Extract Answer Handler and Ask() Function

Extract Answer Handler

In our question answering pipeline, the extract_answer function serves as a handler to process the responses obtained from the pipeline. It takes a response object as input, which contains information about the user query and the extracted answers. The function then formats and prints the query along with the corresponding answers, if any.

def extract_answer(response_obj):
    query = response_obj['query']
    answers = response_obj['answers']
    if  len(answers) > 0:
        print(f'Q: {query}')
        _ = [print(f'A{index+1}: {answer.answer}') for index, answer in enumerate(answers)]
  • The extract_answer function takes a response object as input, which typically contains the query and extracted answers.
  • It extracts the query and answers from the response object.
  • If answers are found (i.e., the answers list is not empty), it prints the query along with each answer.

Ask() Function

The Ask function is a utility function designed to facilitate querying our question answering pipeline. It takes a query string as input, runs it through the pipeline, and utilizes the extract_answer function to handle the response, printing the query and extracted answers.

def Ask(query=""):
    if len(query) > 0:
        response = qa.run(query=query, params={"Reader": {"top_k": 3}})
        extract_answer(response)
  • The Ask function is a wrapper function that simplifies the process of querying our pipeline.
  • It accepts a query string as input.
  • If the query string is not empty, it runs the query through the pipeline using the qa.run method.
  • The qa.run method returns a response object, which is then passed to the extract_answer function for further processing and printing of the query and answers.

Example Queries and Responses

We demonstrate the functionality of our pipeline by posing several example queries and examining the corresponding answers retrieved from the documents stored in the Elasticsearch index.

Example Query: "What is PLMs?"

Ask("what is PLMs?")

output:

Q: what is PLMs ?

A1: pretrained language models

A2: Pretrained Language Models

A3: Pretrained Language Models

Example Query: "What are Pretrained language models?"

Ask("what are Pretrained  language  models?")

output:

Q: what are Pretrained language models ?

A1: languages with limited corpora for unsuper - vised NMT

A2: neural network models trained on large amounts of text data in an unsupervised manner

A3: a state-of-the-art walkthrough

Example Query: "What is the objectives when translating from English to Arabic?"

Ask("what is the objectives when translating from English to Arabic?")

output:

Q: what is the objectives when translating from English to Arabic ?

A1: assess the translation performance

A2: improves the translation accuracy

A3: better long sentence translation

Example Query: "What is Conclusion and Future Work?"
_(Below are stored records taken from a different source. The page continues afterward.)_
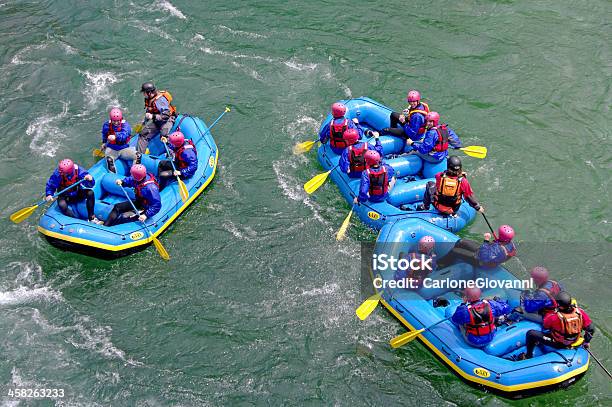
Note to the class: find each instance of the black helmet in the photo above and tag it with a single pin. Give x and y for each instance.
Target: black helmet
(564, 300)
(453, 163)
(147, 87)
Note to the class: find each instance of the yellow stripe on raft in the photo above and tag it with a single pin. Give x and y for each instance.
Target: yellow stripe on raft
(511, 388)
(116, 248)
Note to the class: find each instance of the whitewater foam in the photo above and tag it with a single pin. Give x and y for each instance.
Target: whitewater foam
(46, 134)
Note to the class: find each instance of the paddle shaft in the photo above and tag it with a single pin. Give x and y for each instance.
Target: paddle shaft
(136, 209)
(599, 363)
(61, 192)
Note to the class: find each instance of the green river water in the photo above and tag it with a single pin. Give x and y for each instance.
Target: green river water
(256, 306)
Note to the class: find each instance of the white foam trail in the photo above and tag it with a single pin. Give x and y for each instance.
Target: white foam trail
(24, 294)
(251, 72)
(243, 33)
(98, 88)
(166, 5)
(97, 339)
(46, 134)
(17, 58)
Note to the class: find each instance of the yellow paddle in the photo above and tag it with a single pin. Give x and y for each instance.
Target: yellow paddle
(475, 151)
(409, 336)
(182, 187)
(160, 248)
(25, 213)
(368, 306)
(342, 231)
(303, 147)
(316, 181)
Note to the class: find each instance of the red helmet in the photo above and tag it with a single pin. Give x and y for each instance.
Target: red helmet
(472, 293)
(66, 166)
(413, 96)
(434, 117)
(351, 136)
(539, 275)
(372, 158)
(505, 233)
(115, 114)
(338, 110)
(138, 171)
(426, 244)
(177, 139)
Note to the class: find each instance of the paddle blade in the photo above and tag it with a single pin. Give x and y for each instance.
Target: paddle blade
(315, 182)
(22, 214)
(404, 338)
(161, 249)
(304, 147)
(342, 231)
(367, 307)
(475, 151)
(183, 189)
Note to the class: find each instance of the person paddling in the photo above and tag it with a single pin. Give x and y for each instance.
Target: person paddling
(116, 135)
(68, 173)
(376, 181)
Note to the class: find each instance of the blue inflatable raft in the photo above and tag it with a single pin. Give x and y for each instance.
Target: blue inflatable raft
(101, 241)
(495, 366)
(412, 175)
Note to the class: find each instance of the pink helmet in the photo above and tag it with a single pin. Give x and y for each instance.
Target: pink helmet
(177, 139)
(338, 110)
(426, 244)
(413, 96)
(472, 293)
(539, 274)
(505, 233)
(434, 117)
(66, 166)
(372, 157)
(351, 136)
(138, 171)
(115, 114)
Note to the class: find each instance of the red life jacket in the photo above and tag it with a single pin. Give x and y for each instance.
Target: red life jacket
(422, 112)
(482, 321)
(448, 193)
(570, 327)
(551, 293)
(151, 107)
(379, 180)
(336, 134)
(180, 163)
(442, 142)
(111, 130)
(149, 179)
(65, 182)
(357, 157)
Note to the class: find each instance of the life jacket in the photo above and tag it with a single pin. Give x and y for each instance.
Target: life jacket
(150, 179)
(152, 108)
(423, 112)
(448, 193)
(442, 141)
(188, 145)
(551, 293)
(111, 130)
(336, 134)
(65, 182)
(379, 180)
(357, 157)
(571, 327)
(482, 321)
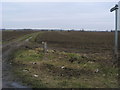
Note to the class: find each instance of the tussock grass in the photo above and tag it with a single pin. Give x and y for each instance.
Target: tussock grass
(54, 70)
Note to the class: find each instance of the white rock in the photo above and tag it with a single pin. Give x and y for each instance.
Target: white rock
(35, 75)
(34, 63)
(63, 67)
(25, 70)
(97, 70)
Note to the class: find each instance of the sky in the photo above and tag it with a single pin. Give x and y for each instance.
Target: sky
(59, 15)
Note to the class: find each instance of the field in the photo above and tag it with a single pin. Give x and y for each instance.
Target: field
(74, 59)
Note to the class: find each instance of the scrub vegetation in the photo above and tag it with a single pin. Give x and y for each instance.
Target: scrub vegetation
(74, 59)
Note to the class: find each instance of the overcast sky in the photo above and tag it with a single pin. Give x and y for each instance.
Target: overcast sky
(64, 15)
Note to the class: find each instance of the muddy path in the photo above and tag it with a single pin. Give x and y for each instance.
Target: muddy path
(8, 79)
Ask("what is Conclusion and Future Work?")

output:

Q: what is Conclusion and Future Work ?

A1: advancing machine translation capabilities for the English–Arabic language pairs

A2: state-of-the-art pretrained language models

A3: Sect. 6 offers recommendations and future work, highlighting potential avenues for enhancing the PLM performance


In this walkthrough

we've successfully set up Elasticsearch for our open-domain question answering system. We pulled the Elasticsearch Docker image, configured a single-node cluster, and created an index named 'error_plms' to store relevant data.
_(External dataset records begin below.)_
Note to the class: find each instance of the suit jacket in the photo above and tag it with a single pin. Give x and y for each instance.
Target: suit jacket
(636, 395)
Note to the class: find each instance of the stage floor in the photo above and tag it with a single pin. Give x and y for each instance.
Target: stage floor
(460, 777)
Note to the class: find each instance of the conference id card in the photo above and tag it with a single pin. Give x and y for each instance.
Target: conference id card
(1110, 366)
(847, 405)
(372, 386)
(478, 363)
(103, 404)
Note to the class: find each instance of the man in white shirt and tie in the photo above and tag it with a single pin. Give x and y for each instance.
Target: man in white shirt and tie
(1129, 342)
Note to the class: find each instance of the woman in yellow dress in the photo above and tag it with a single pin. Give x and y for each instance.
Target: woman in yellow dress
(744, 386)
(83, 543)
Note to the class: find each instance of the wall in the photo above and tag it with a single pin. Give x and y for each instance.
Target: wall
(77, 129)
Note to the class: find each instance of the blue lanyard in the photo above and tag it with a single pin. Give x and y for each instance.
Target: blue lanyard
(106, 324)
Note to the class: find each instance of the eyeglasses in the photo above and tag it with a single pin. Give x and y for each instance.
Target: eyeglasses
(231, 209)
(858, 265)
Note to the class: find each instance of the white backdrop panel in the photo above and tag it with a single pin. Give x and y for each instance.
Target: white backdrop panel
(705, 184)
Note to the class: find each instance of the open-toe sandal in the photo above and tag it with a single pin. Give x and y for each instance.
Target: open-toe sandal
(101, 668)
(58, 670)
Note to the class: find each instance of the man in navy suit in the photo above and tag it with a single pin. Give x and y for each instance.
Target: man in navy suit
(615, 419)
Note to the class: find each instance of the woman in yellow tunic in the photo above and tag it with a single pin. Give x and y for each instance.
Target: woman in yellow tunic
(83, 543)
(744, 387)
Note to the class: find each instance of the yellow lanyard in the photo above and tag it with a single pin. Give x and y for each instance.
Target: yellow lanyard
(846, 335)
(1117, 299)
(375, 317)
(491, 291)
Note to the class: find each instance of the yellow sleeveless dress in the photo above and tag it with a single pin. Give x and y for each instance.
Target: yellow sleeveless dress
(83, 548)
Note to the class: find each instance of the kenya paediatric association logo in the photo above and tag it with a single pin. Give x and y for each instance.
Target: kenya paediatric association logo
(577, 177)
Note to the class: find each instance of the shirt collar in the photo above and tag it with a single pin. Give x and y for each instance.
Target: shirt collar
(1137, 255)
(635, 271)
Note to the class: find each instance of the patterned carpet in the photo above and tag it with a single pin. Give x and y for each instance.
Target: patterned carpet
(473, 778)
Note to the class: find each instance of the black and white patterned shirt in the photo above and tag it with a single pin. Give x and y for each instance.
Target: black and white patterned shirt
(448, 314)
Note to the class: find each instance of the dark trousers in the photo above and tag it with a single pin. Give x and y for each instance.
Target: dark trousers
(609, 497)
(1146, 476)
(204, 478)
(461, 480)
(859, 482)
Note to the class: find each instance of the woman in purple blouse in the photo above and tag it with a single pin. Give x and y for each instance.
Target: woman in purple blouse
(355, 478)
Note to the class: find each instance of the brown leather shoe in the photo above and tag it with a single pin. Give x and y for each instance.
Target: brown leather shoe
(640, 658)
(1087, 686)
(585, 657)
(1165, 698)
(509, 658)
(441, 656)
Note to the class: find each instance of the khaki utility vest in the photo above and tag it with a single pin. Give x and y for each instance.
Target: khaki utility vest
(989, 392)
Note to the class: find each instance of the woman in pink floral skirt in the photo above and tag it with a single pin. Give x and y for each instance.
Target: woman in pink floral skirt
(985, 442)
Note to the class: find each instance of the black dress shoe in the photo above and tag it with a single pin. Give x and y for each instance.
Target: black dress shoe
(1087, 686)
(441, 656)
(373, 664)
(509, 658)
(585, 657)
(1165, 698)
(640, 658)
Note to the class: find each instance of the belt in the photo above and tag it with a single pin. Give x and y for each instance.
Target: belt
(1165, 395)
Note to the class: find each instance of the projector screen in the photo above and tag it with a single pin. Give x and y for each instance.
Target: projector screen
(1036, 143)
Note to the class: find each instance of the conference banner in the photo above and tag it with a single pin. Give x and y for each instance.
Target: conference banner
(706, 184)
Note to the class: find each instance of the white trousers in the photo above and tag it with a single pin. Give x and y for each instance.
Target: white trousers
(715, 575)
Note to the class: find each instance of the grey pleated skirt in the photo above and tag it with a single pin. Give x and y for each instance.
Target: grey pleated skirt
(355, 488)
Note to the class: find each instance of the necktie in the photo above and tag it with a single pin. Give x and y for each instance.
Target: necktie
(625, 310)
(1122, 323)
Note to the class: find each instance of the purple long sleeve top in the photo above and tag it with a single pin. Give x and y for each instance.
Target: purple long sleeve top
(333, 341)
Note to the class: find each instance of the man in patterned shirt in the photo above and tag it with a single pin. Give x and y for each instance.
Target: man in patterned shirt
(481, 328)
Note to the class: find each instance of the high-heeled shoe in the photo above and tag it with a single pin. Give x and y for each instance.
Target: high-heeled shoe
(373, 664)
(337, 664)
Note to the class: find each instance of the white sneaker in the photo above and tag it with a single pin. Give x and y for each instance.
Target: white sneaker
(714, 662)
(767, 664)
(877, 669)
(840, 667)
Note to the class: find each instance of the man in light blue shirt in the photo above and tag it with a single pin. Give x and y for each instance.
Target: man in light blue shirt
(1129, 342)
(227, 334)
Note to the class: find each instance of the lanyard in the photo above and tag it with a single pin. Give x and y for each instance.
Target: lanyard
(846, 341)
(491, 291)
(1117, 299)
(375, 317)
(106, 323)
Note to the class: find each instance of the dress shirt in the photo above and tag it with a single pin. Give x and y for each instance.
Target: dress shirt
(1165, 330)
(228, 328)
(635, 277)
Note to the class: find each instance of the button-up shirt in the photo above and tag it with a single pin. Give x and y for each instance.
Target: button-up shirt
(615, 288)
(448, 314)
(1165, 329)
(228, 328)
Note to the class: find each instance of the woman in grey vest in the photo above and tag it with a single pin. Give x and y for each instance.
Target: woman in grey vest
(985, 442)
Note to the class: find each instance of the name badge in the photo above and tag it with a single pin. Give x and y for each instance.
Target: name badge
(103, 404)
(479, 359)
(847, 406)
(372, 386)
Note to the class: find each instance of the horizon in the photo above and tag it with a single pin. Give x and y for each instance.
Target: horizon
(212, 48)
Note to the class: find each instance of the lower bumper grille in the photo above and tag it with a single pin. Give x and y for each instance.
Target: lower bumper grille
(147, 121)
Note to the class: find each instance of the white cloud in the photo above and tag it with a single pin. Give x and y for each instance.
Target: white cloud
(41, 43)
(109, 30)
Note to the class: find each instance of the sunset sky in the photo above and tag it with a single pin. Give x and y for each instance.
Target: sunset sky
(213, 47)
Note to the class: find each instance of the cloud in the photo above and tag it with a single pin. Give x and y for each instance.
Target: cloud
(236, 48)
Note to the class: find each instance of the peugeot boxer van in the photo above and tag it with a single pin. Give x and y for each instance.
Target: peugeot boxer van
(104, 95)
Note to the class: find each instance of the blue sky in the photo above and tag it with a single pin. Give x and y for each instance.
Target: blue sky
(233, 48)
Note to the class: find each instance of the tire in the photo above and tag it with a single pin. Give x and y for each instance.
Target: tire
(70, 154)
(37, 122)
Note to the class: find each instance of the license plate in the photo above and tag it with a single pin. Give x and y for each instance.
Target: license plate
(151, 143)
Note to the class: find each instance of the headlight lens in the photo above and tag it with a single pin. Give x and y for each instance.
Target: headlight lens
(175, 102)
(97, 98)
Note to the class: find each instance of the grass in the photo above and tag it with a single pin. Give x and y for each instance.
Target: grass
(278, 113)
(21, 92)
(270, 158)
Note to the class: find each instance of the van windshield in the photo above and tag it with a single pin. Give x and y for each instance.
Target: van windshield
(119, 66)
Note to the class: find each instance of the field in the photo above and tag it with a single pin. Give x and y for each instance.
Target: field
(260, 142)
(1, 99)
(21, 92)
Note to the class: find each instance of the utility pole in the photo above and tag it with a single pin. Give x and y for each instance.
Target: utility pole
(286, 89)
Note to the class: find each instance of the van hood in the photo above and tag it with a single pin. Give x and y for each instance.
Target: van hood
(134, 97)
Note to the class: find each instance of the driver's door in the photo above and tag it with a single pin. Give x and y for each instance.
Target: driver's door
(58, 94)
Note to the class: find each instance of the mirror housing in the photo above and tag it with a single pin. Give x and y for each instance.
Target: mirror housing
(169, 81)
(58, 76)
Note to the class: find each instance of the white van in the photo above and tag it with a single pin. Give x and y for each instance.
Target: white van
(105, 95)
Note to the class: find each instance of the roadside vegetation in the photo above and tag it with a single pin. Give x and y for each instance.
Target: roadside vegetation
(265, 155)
After formatting our data and uploading it to the Elasticsearch index, we established a Haystack pipeline with a retriever using the BM25 algorithm and a reader utilizing a BERT-based model.
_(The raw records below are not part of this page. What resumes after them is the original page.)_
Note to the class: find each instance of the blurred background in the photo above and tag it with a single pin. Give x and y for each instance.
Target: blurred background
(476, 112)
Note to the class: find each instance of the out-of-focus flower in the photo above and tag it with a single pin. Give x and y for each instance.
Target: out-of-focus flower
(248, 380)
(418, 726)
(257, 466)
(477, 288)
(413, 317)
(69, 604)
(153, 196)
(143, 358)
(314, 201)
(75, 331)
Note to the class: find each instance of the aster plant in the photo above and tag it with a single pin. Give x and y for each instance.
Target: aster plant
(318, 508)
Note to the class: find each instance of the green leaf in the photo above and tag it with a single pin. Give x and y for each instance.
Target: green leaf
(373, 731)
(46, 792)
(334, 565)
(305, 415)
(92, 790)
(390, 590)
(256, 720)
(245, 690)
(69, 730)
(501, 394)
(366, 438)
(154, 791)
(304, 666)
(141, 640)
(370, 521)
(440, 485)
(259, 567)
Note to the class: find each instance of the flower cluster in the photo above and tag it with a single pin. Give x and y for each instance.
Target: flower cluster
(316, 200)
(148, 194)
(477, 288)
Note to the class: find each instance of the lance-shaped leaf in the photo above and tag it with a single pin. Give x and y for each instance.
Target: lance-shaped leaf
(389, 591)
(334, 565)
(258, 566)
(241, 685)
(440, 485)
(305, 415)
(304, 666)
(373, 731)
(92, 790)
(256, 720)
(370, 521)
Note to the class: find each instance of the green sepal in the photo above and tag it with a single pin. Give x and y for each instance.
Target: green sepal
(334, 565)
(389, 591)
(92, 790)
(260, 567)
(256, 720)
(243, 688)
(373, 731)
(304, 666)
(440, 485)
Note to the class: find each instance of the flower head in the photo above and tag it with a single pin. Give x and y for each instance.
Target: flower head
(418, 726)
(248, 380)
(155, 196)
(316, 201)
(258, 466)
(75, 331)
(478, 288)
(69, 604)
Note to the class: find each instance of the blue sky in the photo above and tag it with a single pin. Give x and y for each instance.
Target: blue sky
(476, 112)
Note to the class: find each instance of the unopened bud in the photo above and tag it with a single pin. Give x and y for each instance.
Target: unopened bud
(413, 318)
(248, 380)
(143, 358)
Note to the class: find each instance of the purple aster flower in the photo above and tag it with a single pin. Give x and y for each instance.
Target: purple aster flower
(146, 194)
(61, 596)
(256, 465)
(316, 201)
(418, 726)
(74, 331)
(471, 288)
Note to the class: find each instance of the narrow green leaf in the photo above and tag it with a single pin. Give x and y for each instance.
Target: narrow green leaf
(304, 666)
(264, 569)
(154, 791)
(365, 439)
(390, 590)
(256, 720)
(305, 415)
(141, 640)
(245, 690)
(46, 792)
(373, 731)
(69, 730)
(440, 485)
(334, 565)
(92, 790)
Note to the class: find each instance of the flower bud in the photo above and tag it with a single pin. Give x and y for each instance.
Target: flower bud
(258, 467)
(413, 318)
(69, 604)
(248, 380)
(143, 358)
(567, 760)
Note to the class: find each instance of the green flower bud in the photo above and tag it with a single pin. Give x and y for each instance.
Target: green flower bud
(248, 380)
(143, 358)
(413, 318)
Demonstrating the system's functionality, we provided example queries with their corresponding responses, showcasing accurate information retrieval from the Elasticsearch index.

Conclusion

In conclusion, with Elasticsearch integrated into our question answering pipeline, we've laid a strong foundation for an efficient open-domain question answering system, capable of handling diverse user queries effectively.